6. multi-composite type laser radar apparatus as claimed in claim 4, which is characterized in that further include encoder, wireless telecommunications
Component and rotary speed controling unit, the encoder are connected by communication interface with MCU main control component, and the encoder includes light
Electric transducer, coding disk and angular coding unit, the coding disk are equipped with band reflective structure zero-bit instruction section and multiple reflective touchings
Send out section, zero-bit instruction section width is greater than reflective triggering section width, each reflective triggering section it is of same size and between
It is spaced identical, to sense reflective triggering section sharp to monitor laser emitter and multiple groups for corresponding when laser ranging component rotates
The position of optical receiver.
7. multi-composite type laser radar apparatus as claimed in claim 6, which is characterized in that the wireless communication assembly and revolving speed
Control unit is connected by communication interface with MCU main control component, for the starting of rotational structure, stopping and rotation speed
Control.
8. multi-composite type laser radar apparatus as described in claim 1, which is characterized in that the time calculating unit and MCU
Main control component is connected, for calculating time, control sequential and apart from the calculating of angle.
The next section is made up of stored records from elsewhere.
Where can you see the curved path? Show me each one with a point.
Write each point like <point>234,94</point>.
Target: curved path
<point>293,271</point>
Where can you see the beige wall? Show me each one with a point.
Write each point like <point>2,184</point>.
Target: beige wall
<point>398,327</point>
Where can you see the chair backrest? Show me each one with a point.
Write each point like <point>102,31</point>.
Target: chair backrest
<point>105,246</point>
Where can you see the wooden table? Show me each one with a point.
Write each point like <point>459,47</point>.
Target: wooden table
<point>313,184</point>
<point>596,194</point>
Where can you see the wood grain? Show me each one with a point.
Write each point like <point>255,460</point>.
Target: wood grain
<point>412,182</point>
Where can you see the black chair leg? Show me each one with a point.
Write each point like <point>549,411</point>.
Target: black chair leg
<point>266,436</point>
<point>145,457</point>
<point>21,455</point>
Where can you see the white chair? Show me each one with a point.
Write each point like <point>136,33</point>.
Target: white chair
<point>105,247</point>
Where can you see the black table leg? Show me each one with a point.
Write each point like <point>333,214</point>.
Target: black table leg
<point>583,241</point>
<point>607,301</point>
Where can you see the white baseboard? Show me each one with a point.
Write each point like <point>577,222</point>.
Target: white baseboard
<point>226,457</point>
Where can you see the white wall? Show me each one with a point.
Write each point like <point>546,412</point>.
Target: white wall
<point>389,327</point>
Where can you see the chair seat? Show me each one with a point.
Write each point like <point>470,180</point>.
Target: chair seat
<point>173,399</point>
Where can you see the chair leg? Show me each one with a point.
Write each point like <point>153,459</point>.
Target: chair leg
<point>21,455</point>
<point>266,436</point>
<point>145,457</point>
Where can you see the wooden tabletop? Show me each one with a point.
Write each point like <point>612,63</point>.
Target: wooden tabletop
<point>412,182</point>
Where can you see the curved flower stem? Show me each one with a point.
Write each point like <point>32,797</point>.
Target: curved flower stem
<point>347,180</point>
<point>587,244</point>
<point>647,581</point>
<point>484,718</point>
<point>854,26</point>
9. multi-composite type laser radar apparatus as claimed in claim 8, which is characterized in that the multiple groups laser emitter along
It is circumferentially equidistant from distribution, the position of the multiple groups laser pickoff is corresponding with the position of multiple groups laser emitter.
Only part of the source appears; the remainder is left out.